Monthly Archives: November 2013


It is hard to find a clear answer why Americans dropped the bomb specifically on Hiroshima. It was indeed a key military object in that it was a port through which the Japanese troops were sent overseas. However towards the end of the war the American planes had such an overwhelming control of the skies that any city could be easily destroyed using conventional bombs. Tokyo for one for practically levelled by incessant bombings. At a certain moment the American High Command on the contrary created a list of cities where conventional bombing was forbidden – so that in case of a possible atomic bombing the results would be most obvious. On this list was also Kyoto (16 UNESCO World Heritage sites). Later after some reflection Kyoto was removed from the list. Hiroshima however remained as number 1. One of the theories is that it was thought to be the only city without POW camps (which turned out wrong).

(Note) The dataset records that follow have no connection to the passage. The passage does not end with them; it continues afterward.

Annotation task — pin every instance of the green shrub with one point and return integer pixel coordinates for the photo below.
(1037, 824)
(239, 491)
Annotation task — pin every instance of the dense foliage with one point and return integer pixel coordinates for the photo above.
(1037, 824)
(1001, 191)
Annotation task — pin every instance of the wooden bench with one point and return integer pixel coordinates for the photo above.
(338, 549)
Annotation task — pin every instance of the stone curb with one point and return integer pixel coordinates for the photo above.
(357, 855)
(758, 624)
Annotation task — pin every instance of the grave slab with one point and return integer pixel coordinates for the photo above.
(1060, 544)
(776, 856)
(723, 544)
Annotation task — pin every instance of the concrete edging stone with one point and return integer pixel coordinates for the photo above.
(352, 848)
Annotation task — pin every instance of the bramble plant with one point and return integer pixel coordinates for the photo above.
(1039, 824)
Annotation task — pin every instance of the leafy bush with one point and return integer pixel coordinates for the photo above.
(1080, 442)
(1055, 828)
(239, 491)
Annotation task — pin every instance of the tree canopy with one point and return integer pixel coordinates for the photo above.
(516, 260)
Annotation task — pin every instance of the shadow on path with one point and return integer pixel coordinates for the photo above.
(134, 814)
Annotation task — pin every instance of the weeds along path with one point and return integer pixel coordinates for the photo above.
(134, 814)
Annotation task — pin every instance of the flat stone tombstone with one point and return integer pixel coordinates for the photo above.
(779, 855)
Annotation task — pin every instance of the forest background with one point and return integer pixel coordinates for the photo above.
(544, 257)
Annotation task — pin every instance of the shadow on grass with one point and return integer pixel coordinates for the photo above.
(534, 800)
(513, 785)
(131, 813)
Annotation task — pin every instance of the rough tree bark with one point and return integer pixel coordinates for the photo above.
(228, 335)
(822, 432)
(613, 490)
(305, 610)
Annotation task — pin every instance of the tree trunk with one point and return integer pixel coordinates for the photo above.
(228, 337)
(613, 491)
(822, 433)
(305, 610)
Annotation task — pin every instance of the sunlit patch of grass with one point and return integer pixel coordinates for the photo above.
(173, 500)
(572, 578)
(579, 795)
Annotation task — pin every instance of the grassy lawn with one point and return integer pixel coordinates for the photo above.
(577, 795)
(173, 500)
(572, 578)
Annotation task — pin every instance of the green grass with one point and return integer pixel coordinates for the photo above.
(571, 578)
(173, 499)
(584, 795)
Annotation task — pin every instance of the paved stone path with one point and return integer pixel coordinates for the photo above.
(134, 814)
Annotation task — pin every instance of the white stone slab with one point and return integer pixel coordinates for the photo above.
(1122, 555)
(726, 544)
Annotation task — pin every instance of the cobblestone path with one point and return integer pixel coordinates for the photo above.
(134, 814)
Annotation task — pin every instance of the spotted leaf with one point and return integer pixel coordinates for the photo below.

On 6 August 1945 the first atomic bomb in the history of humanity was dropped on Hiroshima. This action led to the deaths of 140000 persons, from the first second to years later, due to explosive wave, heat, fires and radiation.

In today’s Hiroshima no visible traces of the bombing persist. The old quarters are all built up with modern buildings. But one building remains as it was right after the attack. It was one of the rare concrete buildings in Hiroshima. The models showing the situation after the explosion the city looks like a grey ashen desert in every direction – and only this building stands in the middle, like a monument. The hypocentre of the explosion was just a couple of metres away.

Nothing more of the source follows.